Memaafkan atau Membenci, Mana Yang Akan Dipilih?
Seingat saya ada lirik lagu yang berbunyi, "Madu di tangan kananmu, Racun di tangan kirimu. Mana yang akan kau berikan kepadaku?" Tapi tulisan ini tidak ada hubungannya dengan lirik lagu tersebut di atas. Karena artikel ini ditulis berdasarkan pengalaman pribadi.
Pernah ada yang memberikan komentar, "Pak Tjip, mengapa hampir setiap tulisannya hanya menuliskan pengalaman pribadi? Mengapa tidak memilih topik lainnya?"
Nah, inilah salah satu kelemahan saya dari ribuan kelemahan lainnya, yakni tidak mampu menuliskan artikel berdasarkan pendapat para ahli. Maka dengan penuh rasa percaya diri.
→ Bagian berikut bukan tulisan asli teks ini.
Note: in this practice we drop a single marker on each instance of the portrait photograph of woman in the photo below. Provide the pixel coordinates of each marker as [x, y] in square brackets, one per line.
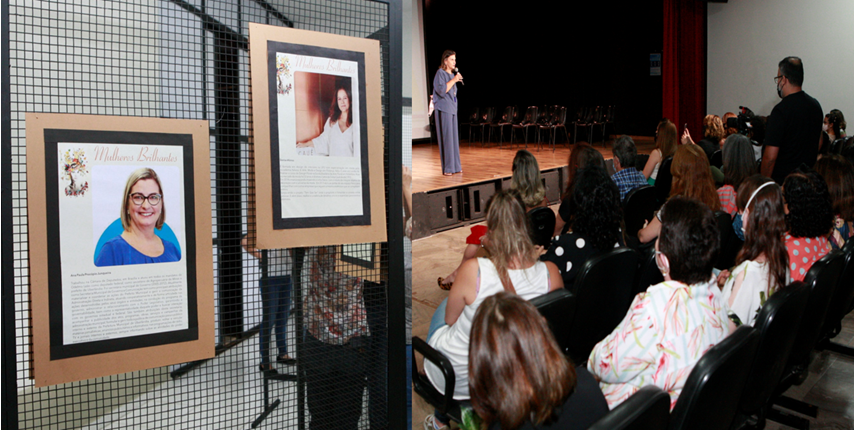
[326, 115]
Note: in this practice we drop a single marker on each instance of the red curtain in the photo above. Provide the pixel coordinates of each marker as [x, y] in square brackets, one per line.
[684, 64]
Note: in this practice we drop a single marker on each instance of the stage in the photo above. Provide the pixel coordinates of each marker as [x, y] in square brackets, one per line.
[443, 202]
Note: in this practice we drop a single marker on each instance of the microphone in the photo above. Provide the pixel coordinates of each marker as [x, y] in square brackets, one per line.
[456, 71]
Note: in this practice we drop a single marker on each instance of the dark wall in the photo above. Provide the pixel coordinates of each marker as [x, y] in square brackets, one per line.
[537, 53]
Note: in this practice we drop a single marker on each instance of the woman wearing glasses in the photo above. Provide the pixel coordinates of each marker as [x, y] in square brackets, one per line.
[142, 212]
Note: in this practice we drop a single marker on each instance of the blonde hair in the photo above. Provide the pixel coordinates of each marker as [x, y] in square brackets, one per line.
[139, 175]
[508, 235]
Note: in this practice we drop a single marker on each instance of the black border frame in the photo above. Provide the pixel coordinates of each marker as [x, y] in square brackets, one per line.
[279, 223]
[52, 137]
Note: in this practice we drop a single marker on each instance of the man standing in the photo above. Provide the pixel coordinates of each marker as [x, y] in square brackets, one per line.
[627, 177]
[794, 127]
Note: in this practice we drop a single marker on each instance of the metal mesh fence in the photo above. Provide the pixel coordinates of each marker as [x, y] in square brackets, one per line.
[189, 60]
Sejak awal menulis hampir seluruh artikel saya berbau cuplikan pengalaman pribadi. Antara lain adalah ketika tiba di persimpangan jalan hidup, yakni memilih, "membenci atau memaafkan orang yang sudah mengkhianati saya?".
Sempat Terbelenggu Oleh Rasa Amarah
Merasa dikhianati oleh sahabat baik sendiri, sehingga nama saya masuk koran dan wajah saya masuk TV bahkan nama saya sempat masuk DPO (Daftar Pencarian Orang ), sungguh menyebabkan rasa kemarahan membelenggu jiwa saya.
Makan tidak enak, tidur tidak nyenyak bahkan hampir setiap malam mimpi buruk yang sama, yakni terperosok dalam lubang yang dalam. Saya bahkan tidak lagi berani berdoa karena dalam doa yang diajarkan dalam agama yang saya imani adalah:
"Ampunilah kesalahan kami, seperti kamipun mengampuni yang bersalah kepada kami". Jadi sudah ada patokan atau takarannya, kalau saya mau minta ampun atas dosa dosa saya, maka saya juga harus mampu memaafkan orang yang bersalah kepada saya. Tapi bila saya belum mampu memaafkan orang yang bersalah kepada saya, maka percumalah saya berdoa karena batasan sudah diberikan.
Pada Saat Saya Mampu Memaafkan, Sungguh Merasakan Kemerdekaan Hidup Yang Sejati
Setelah berjuang melawan diri sendiri, akhirnya saya mampu mengalahkan diri sendiri dan memaafkan sahabat saya yang sudah mengkhianati saya.
Ketika sahabat saya datang minta maaf dan memeluk saya dan saat saya membisikan, "Saya maafkan anda ", maka saat itu juga bagaikan belenggu yang merantai jiwa saya putus dan saya sungguh merasakan kemerdekaan sejati.
Sejak saat itu, saya bisa tersenyum, tertawa dan bisa makan enak dan tidur nyenyak. Hingga kini, saya bersyukur dapat menikmati hidup bebas bersama istri tercinta.
Bebas dari segala hutang piutang, bebas dari kartu kredit dan yang paling penting adalah bebas dari kebencian dan dendam. Sejak dari bangun pagi, kami nikmati kebersamaan kami dengan penuh rasa syukur.